To evaluate whether a combination of structural and network features could improve MCI subtype classification, we trained a logistic regression model. The model achieved an AUC of 0.765 for EMCI vs. LMCI, supporting the value of a multi-metric approach for patient stratification (Petersen, 2004; Wei et al., 2025; Veitch et al., 2018). The model separated EMCI from LMCI more accurately than it separated CN from either MCI group. The transition from EMCI to LMCI may involve sharper network and atrophy shifts, while the CN–MCI boundary is more gradual or variable (Iturria-Medina et al., 2016; Jack et al., 2013). This fits with prior reports of non-linear network changes across the AD spectrum (Jones et al., 2015). The lower CN vs. LMCI accuracy could also stem from overlapping features or heterogeneity within those groups. Larger longitudinal cohorts will be needed to clarify these dynamics and validate our findings.
Limitations
4.1
Several limitations should be acknowledged. First, as a cross-sectional investigation, our study precludes causal inference. Second, the moderate size and single-center origin of our sample constrain the generalizability of our findings, implying that the machine learning results are best considered exploratory.
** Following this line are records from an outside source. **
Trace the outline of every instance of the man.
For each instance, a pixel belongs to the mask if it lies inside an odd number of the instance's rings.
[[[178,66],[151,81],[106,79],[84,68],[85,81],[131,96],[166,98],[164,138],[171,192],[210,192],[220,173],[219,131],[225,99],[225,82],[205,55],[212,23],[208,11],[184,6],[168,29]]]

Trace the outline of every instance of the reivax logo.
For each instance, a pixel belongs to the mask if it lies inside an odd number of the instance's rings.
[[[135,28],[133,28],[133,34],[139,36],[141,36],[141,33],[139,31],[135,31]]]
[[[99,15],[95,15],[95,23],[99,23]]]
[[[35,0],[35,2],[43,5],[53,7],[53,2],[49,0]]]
Finally, our network neuroscience approach involved specific methodological choices. The node definition depended on the chosen parcellation atlas, and network properties can vary across different schemes. While we selected the KLS framework based on its established validation and reliability, alternative approaches such as Jensen-Shannon divergence offer comparable properties (e.g., inherent symmetry and boundedness). A systematic comparison of different similarity metrics for individual morphological networks would be a valuable direction for future research.
Conclusion
5
In conclusion, Our study identifies a distinct two-stage MCI trajectory: initial global network randomization in EMCI, followed by focal atrophy and nodal reorganization in LMCI. These structural shifts track closely with cognitive decline and AD pathology. By combining these complementary features, we successfully distinguished MCI subtypes, underscoring the value of multi-level profiling for refined patient stratification in clinical trials.